Rail Bhawan is the headquarters of the Indian Railways. It is located at Raisina Road, New Delhi, near the Sansad Bhavan (Parliament House).

The office of Minister of Railways Shri Ashwini Vaishnaw and Minister of State, Railways Shri Ravneet Singh and Shri V. Somanna is in the Rail Bhavan, along with the Railway Board, comprising 7 members headed by Chairman Railway Board, Shri Satish Kumar.

== History ==
Rail Bhawan was inaugurated in 1962 and functions as the headquarters of Indian Railways. A notable historic fixture on its ground was an old Darjeeling Himalayan Railway steam locomotive from 1925 that was relocated in 2021 to the National Rail Museum, replaced by a symbolic Vande Bharat Express replica to reflect modern railway advancement.
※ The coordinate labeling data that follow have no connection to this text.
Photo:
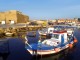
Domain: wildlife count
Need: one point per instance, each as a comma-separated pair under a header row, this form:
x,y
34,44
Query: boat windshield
x,y
56,36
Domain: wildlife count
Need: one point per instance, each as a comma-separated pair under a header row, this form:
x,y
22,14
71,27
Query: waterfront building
x,y
13,17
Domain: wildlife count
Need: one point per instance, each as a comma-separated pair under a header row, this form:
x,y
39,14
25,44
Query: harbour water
x,y
17,50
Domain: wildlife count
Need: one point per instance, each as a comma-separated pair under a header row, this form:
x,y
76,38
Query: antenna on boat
x,y
26,42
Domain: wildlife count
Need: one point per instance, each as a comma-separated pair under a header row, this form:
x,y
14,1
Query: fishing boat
x,y
59,41
46,32
31,34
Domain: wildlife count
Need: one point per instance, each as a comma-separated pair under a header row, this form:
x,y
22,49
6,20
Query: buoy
x,y
75,40
70,45
57,49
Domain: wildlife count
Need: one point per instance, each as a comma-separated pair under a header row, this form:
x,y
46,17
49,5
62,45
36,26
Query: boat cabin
x,y
58,38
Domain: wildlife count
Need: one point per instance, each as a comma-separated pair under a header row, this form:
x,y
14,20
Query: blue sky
x,y
43,9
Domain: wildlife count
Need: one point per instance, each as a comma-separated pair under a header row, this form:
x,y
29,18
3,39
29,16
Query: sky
x,y
43,9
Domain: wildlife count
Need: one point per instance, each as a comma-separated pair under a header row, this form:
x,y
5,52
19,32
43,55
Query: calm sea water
x,y
18,52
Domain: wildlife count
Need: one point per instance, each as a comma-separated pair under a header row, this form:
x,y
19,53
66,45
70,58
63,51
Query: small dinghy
x,y
59,41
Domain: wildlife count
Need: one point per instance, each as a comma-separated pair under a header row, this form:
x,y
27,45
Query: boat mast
x,y
47,26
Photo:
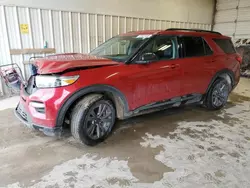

In 2021, the Railway Board approved a modernization plan as part of the Central Vista Redevelopment Project, aimed at aligning Rail Bhawan's aesthetics and facilities with a broader vision of a contemporary and cohesive government secretariat.

== Architecture ==
Rail Bhawan is situated near the Parliament House in Lutyens' New Delhi, Rail Bhawan embodies the formal government architecture typical of the 1930s-40s. The building's prime location and structural solidity reflect its central administrative function. The building has Chajjas and Chattris on its roof, topped by domes. This is to reflect Luytens' architectural style in the building. The architectural overhaul under the Central Vista plan is focused on enhancing internal space efficiency, with improved ventilation, better natural light, and a decluttered work environment.